Fired up: SpaceX lights 31 of 33 booster engines

SpaceX’s goal Thursday was to test fire all 33 engines of its Super Heavy BN7 booster simultaneously at Starbase/Boca Chica.

It only missed by two, according to SpaceX founder and CEO Elon Musk.

“Team turned off 1 engine just before start & 1 stopped itself, so 31 engines fired overall,” he tweeted right after the successful test. “But still enough engines to reach orbit!”

A man observes with his binoculars SpaceX ignite 31 out of 33 raptor engines during a Starship booster static fire test Thursday, Feb. 9, 2023, at SpaceX Starbase, Texas launch pad near Boca Chica Beach. (Miguel Roberts/The Brownsville Herald)

The seven-second static-fire test took place just before 3:14 p.m. in a deafening eruption of orange flame, a massive dust plume and a rising cloud of hundreds of panicked birds in the vicinity.

The test was an essential step toward the first orbital test flight of Starship/Super Heavy, which SpaceX is developing as a fully reusable spacecraft for carrying cargo and humans to the moon, Mars and possibly beyond.

SpaceX President Gwynne Shotwell on Feb. 8 announced that the engine test was planned for Thursday, which she described as a “big day for SpaceX.”

“It’s really the final ground test that we can do before we light ‘em up and go (into orbit),” she said.

SpaceX still needs an orbital launch license from the Federal Aviation Administration, which ordered the company to undertake more than 75 environmental mitigations as one of the conditions for granting the license.

SpaceX ignites 31 out of 33 raptor engines during a Starship booster static fire test Thursday, Feb. 9, 2023, at SpaceX Starbase, Texas launch pad near Boca Chica Beach. (Miguel Roberts/The Brownsville Herald)

Shotwell said the company has been working on satisfying the mitigation requirements since receiving them and predicted Super Heavy BN7, with Starship SN24 fitted on top, would be ready to fly about the same time FAA finally issues the license.

Musk said SpaceX is targeting March for the first orbital launch.

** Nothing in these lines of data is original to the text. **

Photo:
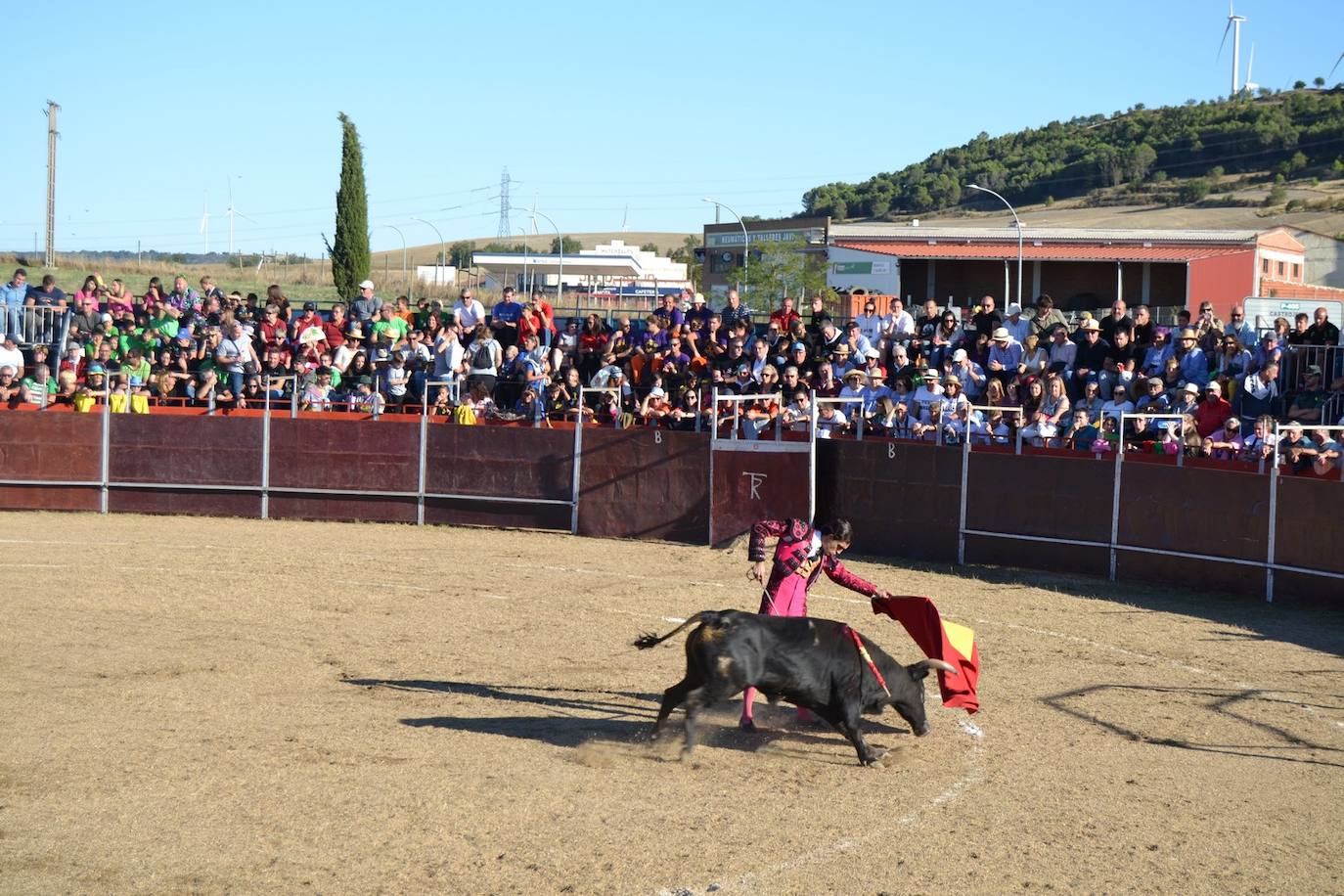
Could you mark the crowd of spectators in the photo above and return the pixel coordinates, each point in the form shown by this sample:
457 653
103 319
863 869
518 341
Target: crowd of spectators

That test flight will involve Super Heavy separating from Starship a little over two minutes after launch and landing in the Gulf about 20 miles offshore.

Starship would pass through the Florida Straits, achieving orbit for a short time before landing in the Navy’s Pacific Missile Range Facility some 60 miles north of Kauai, Hawaii.

The Federal Communications Commission on Jan. 20 granted Special Temporary Authority for SpaceX to communicate with Starship during the experimental orbital demonstration flight and vehicle recovery test.

A man observes with his binoculars SpaceX ignite 31 out of 33 raptor engines during a Starship booster static fire test Thursday, Feb. 9, 2023, at SpaceX Starbase, Texas launch pad near Boca Chica Beach. (Miguel Roberts/The Brownsville Herald)

NASA gave SpaceX a $2.9 billion contract to develop Starship as the Human Landing System (HLS) that will put U.S. astronauts on the moon for the first time in a half century 50 years as part of the space agency’s Artemis program.

The initial contract was awarded in April 2021.

On Nov. 15, 2022, NASA announced a $1.15 billion modified contract containing “Option B,” an upgraded version of the Starship HLS that includes a second crewed demonstration moon landing by SpaceX.